When Maria Micaela “Mica” Sviatschi was growing up in Argentina, it was normal in relationships for a man to scream at a woman. She saw how gender violence “could affect everything” for women, causing their physical and mental health to deteriorate and impacting their ability to work.
Now, as an assistant professor of economics and public affairs at Princeton, Sviatschi’s research focuses on uncovering ways to prevent gender violence while improving equity and justice for women. When COVID-19 hit, she began studying the pandemic’s impact on domestic violence. Underreporting of gender-based violence and low arrest rates for crimes against women are pervasive problems, she says, especially in developing countries where police aren’t trusted because complaints are regularly ignored. “If you don’t have enforcement against these types of crimes, whether it’s [by] the police or state, it’s hard to prevent,” she says.
Sviatschi’s Research: A Sampling
In Peru, more than 225 women’s justice centers target gender violence by offering a solution-oriented approach. The centers help survivors file reports with a social worker, meet a psychologist, and see a doctor who can quickly collect evidence. Women are then asked if they would like to file a complaint against a perpetrator and given access to a lawyer. “It’s very different than going directly to a police station,” she says. Sviatschi and economist Iva Trako found that opening a center increased the number of women reporting gender-based violence by 40 percent and significantly increased the probability that perpetrators will be prosecuted. They also found 75 percent of women who visited a center around Lima reported that domestic violence stopped during or after the program.
In 2020, Sviatschi worked with collaborators to research the impact of the pandemic on domestic violence. With a $76,000 grant from Princeton, they surveyed 8,000 women in the United States to better understand their attitudes and access to information about domestic violence. Although the study is not yet complete, they found that increasing the use of chat bots improved domestic-violence education and increased hotline calls. Showing a video of someone talking about their domestic-violence experience increased survivors’ likelihood to seek services, Sviatschi says.

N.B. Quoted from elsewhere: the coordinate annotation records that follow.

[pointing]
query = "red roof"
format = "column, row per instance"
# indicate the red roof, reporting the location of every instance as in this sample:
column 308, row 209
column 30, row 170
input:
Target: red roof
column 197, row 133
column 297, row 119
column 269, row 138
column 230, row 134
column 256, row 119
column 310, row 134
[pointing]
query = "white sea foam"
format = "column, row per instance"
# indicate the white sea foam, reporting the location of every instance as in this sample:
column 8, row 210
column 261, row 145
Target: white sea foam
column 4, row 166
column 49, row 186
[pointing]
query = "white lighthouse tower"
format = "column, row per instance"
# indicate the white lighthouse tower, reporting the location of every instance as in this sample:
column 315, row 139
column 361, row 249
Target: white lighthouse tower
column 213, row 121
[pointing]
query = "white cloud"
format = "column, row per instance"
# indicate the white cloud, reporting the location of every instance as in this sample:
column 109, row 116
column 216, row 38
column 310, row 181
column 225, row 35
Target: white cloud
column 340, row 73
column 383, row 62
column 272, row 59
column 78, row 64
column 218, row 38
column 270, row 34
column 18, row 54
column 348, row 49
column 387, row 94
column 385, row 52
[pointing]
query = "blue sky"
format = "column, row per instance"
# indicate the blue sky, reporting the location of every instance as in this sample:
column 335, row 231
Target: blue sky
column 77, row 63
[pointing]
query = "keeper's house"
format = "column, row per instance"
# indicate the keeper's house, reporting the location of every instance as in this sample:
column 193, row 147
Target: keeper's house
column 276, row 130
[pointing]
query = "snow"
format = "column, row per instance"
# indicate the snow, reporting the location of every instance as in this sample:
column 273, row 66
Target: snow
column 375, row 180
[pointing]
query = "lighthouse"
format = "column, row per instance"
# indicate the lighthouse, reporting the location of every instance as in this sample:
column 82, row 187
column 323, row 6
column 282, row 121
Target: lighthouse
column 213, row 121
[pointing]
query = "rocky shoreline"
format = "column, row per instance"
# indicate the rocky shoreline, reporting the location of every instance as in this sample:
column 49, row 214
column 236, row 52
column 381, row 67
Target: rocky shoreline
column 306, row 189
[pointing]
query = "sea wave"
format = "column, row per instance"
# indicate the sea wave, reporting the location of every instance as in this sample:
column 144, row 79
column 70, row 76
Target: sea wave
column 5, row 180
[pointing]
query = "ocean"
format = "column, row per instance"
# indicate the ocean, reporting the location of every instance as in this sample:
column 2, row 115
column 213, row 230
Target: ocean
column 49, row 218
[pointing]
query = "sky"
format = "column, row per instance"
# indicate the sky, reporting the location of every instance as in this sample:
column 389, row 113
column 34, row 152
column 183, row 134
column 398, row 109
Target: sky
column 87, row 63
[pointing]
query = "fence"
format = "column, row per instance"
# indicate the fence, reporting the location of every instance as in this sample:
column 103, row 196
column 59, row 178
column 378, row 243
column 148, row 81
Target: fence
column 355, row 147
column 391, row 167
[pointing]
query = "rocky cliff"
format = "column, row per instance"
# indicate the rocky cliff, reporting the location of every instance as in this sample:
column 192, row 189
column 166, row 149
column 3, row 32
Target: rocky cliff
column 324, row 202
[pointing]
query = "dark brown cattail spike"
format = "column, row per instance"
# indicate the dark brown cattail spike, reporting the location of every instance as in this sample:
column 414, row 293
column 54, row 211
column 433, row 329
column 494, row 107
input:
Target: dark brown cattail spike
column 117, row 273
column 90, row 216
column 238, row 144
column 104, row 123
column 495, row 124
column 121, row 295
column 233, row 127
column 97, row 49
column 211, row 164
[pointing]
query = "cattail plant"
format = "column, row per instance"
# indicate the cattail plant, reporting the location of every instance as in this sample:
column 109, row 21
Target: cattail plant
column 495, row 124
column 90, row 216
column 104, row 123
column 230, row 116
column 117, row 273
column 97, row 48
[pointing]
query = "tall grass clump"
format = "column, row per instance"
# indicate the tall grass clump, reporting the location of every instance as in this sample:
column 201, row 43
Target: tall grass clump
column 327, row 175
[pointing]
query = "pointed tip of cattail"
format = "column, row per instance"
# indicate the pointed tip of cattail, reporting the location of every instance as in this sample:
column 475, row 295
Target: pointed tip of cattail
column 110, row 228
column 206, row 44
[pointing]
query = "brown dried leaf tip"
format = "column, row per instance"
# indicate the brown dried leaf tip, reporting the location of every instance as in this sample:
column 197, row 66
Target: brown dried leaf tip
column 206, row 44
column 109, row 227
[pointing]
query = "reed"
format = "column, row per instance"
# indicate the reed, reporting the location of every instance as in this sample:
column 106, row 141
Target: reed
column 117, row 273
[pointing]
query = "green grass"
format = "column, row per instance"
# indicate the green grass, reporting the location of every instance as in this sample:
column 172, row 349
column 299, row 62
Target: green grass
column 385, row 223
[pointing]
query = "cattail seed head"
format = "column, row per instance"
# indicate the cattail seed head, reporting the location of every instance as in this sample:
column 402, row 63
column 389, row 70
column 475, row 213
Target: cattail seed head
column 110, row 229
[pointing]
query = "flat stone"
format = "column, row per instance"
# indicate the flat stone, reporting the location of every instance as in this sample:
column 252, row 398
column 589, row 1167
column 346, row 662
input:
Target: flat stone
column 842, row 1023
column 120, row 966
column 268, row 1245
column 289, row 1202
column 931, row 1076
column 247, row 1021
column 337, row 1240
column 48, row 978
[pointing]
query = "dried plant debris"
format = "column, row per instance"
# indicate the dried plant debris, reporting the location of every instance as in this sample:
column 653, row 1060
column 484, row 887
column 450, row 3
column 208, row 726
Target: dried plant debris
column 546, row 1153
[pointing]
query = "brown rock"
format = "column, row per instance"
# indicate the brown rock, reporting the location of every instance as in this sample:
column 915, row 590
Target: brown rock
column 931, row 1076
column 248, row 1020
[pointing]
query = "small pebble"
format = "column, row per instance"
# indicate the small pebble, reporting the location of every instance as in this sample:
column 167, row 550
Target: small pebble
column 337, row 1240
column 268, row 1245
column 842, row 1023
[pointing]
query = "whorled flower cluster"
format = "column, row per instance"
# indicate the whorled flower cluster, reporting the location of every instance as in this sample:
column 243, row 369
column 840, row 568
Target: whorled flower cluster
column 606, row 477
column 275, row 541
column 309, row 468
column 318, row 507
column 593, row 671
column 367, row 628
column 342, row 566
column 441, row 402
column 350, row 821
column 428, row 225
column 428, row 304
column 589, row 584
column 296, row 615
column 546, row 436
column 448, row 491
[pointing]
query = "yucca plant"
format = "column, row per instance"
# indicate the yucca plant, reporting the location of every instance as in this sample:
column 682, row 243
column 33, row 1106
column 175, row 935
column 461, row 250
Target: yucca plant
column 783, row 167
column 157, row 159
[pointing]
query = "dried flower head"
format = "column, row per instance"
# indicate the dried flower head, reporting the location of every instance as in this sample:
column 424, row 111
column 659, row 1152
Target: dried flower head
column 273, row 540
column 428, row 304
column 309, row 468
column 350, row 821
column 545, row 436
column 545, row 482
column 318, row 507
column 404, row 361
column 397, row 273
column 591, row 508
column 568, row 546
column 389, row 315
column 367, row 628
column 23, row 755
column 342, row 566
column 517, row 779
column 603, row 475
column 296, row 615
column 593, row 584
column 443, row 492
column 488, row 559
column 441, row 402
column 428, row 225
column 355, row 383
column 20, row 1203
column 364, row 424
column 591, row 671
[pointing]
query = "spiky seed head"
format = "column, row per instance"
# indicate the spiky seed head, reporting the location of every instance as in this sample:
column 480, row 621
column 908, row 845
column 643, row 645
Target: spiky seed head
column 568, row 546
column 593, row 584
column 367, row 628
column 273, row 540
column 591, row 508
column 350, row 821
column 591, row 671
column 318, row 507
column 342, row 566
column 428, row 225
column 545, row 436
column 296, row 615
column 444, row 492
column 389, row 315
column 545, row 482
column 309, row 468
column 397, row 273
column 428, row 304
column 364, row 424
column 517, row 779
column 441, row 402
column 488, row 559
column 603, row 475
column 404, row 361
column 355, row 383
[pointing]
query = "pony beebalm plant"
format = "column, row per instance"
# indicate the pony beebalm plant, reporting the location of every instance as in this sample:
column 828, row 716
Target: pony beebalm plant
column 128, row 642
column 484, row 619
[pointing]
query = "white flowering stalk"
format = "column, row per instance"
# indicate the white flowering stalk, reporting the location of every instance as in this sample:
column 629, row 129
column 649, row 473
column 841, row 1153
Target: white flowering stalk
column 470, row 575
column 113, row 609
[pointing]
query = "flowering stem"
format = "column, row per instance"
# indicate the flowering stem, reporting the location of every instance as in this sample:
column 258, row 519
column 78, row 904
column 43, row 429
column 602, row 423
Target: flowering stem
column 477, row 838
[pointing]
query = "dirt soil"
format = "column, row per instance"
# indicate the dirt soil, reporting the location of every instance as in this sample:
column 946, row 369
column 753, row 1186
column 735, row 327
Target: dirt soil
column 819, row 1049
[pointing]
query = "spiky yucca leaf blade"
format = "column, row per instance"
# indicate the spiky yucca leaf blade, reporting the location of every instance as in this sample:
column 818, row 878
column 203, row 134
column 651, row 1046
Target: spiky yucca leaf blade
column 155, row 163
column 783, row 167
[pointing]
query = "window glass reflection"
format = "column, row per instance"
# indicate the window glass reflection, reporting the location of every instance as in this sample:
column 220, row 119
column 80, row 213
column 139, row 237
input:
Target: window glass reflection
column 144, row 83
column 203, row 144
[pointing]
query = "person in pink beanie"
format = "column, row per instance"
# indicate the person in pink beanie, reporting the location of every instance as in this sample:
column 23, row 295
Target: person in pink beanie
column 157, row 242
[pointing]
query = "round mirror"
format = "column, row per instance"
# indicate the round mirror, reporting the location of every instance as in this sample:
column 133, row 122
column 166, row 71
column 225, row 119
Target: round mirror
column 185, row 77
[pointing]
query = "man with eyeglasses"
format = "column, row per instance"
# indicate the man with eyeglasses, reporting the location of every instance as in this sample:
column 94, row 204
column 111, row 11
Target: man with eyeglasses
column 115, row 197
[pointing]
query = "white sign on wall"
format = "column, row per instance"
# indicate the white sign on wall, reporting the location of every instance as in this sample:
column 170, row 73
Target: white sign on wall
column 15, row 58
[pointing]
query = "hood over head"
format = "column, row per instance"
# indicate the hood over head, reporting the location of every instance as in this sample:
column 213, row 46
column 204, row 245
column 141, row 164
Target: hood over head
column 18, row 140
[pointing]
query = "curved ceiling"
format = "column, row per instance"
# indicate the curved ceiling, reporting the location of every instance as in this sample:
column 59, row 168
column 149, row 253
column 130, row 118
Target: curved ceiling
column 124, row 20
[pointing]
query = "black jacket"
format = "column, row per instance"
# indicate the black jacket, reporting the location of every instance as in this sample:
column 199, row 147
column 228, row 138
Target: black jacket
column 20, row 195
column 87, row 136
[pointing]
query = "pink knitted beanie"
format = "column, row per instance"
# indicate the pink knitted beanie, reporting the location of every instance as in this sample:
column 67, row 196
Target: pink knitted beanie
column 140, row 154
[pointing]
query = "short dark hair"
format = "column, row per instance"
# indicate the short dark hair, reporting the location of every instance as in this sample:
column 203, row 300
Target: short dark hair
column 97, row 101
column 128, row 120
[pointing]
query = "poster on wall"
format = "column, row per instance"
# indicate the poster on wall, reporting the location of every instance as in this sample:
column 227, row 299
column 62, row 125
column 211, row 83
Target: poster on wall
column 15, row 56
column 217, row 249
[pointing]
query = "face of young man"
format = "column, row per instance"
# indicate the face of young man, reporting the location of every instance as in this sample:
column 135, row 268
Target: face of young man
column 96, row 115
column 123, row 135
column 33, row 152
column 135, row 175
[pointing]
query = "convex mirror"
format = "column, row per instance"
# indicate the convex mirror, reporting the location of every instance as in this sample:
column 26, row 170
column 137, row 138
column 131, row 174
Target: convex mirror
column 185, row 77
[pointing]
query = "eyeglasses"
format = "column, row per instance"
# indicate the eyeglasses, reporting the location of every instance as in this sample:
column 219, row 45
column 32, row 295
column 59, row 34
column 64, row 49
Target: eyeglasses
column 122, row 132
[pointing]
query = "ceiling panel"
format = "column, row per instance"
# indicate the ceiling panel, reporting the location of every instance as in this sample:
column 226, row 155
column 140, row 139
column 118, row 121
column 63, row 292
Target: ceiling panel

Sviatschi also studies the consequences of organized crime. El Salvador is a hotbed for two of the world’s largest gangs — MS-13 and 18th Street. A shift in U.S. immigration policy in 1996 led many gang leaders in Los Angeles to be deported to El Salvador. Helped by local guides, Sviatschi navigated gang territories and found that in locations where deported gang leaders landed in El Salvador, there was an increase in homicides, extortion, drug trafficking, and gang recruitment, especially among children. Sviatschi and her research team also found that in neighborhoods where gangs used guns to enforce permission to leave and enter an area, people earned 50 percent less income than neighbors who lived outside the gun-controlled block. In a paper published last fall, Sviatschi says, “the negative consequences are huge.”